Metadata-Version: 2.1
Name: pytokr
Version: 0.0.2
Summary: Very simple tokenizer for teaching purposes
Home-page: https://github.com/balqui/pytokr
Author: José Luis Balcázar
Author-email: jose.luis.balcazar@upc.edu
License: UNKNOWN
Project-URL: Bug Tracker, https://github.com/balqui/pytokr/issues
Platform: UNKNOWN
Classifier: Programming Language :: Python :: 3
Classifier: License :: OSI Approved :: MIT License
Classifier: Operating System :: OS Independent
Requires-Python: >=3.6
Description-Content-Type: text/markdown
License-File: LICENSE

# pytokr

Very simple, somewhat stoned tokenizer for teaching purposes.

Behaviorally inspired by the early versions of the 
[easyinput module](https://github.com/jutge-org/easyinput); 
shares with it some similar aims, but not the aim of 
conceptual consistency with C/C++. Actually easyinput 
has grown in ways I find inappropriate for many of my 
students and I want to try now a different road.

## Install

Current version is 0.0.2.

Trying to get it pip-ready these days. If that does not
work, download or clone the repo, then put the pytokr
folder where Python can see it from wherever you want 
to use it.

## Simplest usage

Finds items (simple tokens white-space separated) in a 
string-based iterable such as stdin (default). Ends of 
line are counted as white space but are otherwise ignored. Usage:

`from pytokr import item, items`

(or only one of them as convenient). Then `item()` will provide
the next item in `stdin` and `for w in items()` will iterate on
whatever remains there. Calling `item()` at end of file will
raise an exception StopIteration. Note that, as white-space is 
ignored, in case only white-space remains then the program *is* 
at end of file.

Both calls combine naturally: it is valid to call `item()` 
within a `for w in items()` loop provided there is still 
at least one item not yet read. The reading will advance 
on and the next item in the loop will correspond to the 
advance. Briefly: both advance *the same* iterator.

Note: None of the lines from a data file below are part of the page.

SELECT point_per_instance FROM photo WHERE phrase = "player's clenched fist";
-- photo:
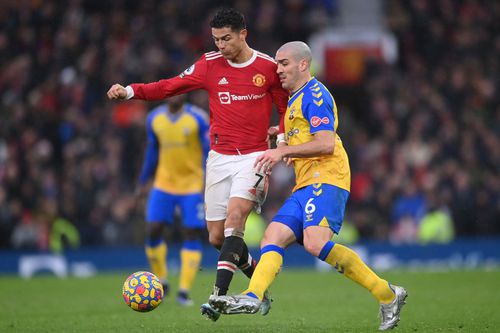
(117, 91)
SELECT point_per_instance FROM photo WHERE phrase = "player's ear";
(243, 33)
(303, 65)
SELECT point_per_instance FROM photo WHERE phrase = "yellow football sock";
(268, 267)
(190, 264)
(348, 262)
(157, 257)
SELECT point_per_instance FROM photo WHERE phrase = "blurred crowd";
(425, 141)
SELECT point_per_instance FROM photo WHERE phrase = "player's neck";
(300, 84)
(245, 54)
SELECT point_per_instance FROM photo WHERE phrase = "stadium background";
(418, 102)
(417, 86)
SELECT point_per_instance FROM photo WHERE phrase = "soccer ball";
(142, 291)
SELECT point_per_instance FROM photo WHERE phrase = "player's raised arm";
(117, 91)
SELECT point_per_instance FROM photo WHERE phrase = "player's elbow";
(327, 148)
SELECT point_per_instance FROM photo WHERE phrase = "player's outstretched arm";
(117, 91)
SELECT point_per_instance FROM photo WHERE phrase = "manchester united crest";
(259, 80)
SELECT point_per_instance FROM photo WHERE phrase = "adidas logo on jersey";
(223, 81)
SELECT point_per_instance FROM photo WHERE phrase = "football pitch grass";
(305, 301)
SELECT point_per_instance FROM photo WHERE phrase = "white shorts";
(231, 176)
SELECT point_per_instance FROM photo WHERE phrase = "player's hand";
(288, 160)
(265, 162)
(272, 132)
(117, 91)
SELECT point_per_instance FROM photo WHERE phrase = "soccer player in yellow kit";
(315, 210)
(177, 148)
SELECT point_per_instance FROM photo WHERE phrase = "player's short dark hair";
(228, 17)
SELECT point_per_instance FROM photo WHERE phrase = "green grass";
(305, 301)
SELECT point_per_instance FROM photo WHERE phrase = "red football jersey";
(240, 98)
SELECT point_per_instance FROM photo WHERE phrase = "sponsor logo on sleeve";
(188, 71)
(316, 121)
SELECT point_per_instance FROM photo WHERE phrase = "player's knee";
(216, 240)
(235, 219)
(191, 233)
(312, 247)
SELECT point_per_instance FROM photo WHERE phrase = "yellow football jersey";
(177, 148)
(312, 109)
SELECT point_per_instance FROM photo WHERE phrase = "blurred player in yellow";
(315, 210)
(177, 148)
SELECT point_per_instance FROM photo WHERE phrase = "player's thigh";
(323, 205)
(160, 207)
(192, 211)
(238, 210)
(247, 183)
(218, 186)
(279, 234)
(290, 217)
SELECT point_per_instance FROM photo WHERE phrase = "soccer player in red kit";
(242, 86)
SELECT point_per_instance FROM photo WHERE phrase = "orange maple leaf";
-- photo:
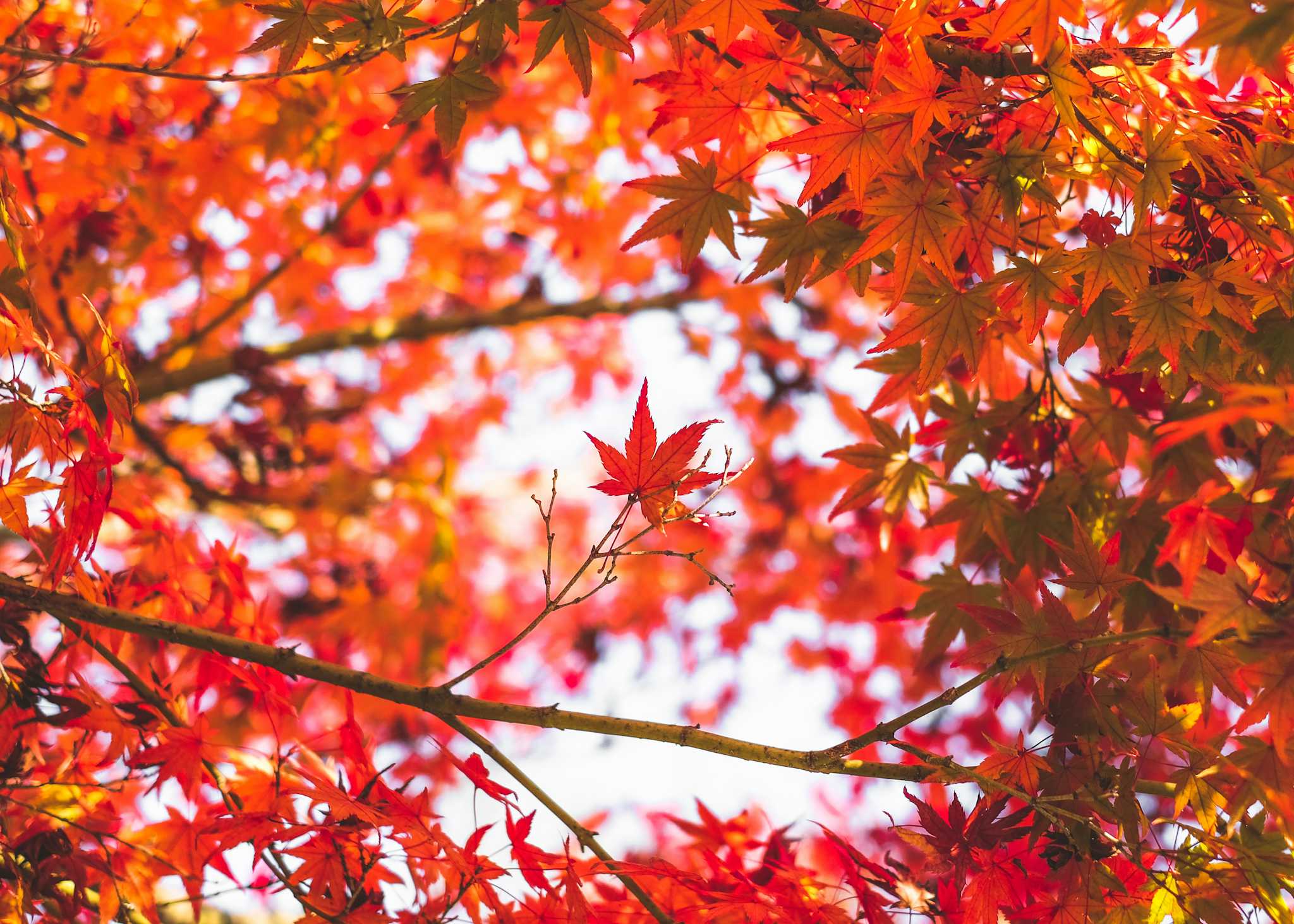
(698, 207)
(847, 141)
(729, 17)
(915, 218)
(1199, 535)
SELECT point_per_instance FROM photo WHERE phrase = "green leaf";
(576, 23)
(299, 27)
(449, 95)
(493, 21)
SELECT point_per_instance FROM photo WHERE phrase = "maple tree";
(277, 276)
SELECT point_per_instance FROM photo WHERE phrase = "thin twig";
(347, 60)
(583, 834)
(553, 603)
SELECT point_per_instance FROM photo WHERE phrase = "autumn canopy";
(305, 309)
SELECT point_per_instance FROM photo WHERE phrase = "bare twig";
(155, 382)
(554, 602)
(583, 834)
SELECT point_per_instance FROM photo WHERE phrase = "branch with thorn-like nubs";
(607, 551)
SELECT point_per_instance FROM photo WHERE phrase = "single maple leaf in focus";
(575, 23)
(729, 17)
(1091, 570)
(698, 207)
(654, 474)
(298, 29)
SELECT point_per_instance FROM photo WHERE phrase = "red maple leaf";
(654, 474)
(179, 755)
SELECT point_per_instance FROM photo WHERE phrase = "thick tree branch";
(155, 383)
(433, 699)
(442, 703)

All items provided are of type `str` and will not contain 
white space; casting into `int` or `float` or whatever, if
convenient, falls upon the caller.

## Example

Based on [Jutge problem P29448](https://jutge.org/problems/P29448_en)
Correct Dates (and removing spoilers):

    from pytokr import items, item
    for d in items():
        m, y = item(), item()
        if correct_date(int(d), int(m), int(y)):
            print("Correct Date")
        else:
            print("Incorrect Date")

## Usage on other string-based iterables

`from pytokr import make_tokr`

Then, if `g` is an iterable of strings such as an open
file or a list of strings, the call

`item, items = make_tokr(g)`

will provide adapted versions of `item` and `items` that
will read them in from `g` instead of from `stdin`.

## To do: 

- As said, call to `item()` raises `StopIteration` on 
end of file; it will be a common error when mixing it 
with `items()`. Consider catching it and raising instead 
an exception more understandable by beginners.

- Automatize a process that generates a jutge-testable 
source even if jutge does not have pytokr (or, alternatively,
get it to have pytokr).

- Sources in the 'deprecated/jutge-like' folder use 
obsolete identifiers; keep updating them and moving
them to 'jutge_like'.

- I called initially the items 'toks' (for very simple 
'tokens') but that sounded a bit inappropriate to me, 
first, because of the simplicity of the case and, 
second, due to the early programming level of my 
target students. Calling them 'items' seems suboptimal 
though, since we are going to study `dict`'s later on 
and then risk confusions. But I settled on 'items' for 
the time being anyway; alternative suggestions welcome.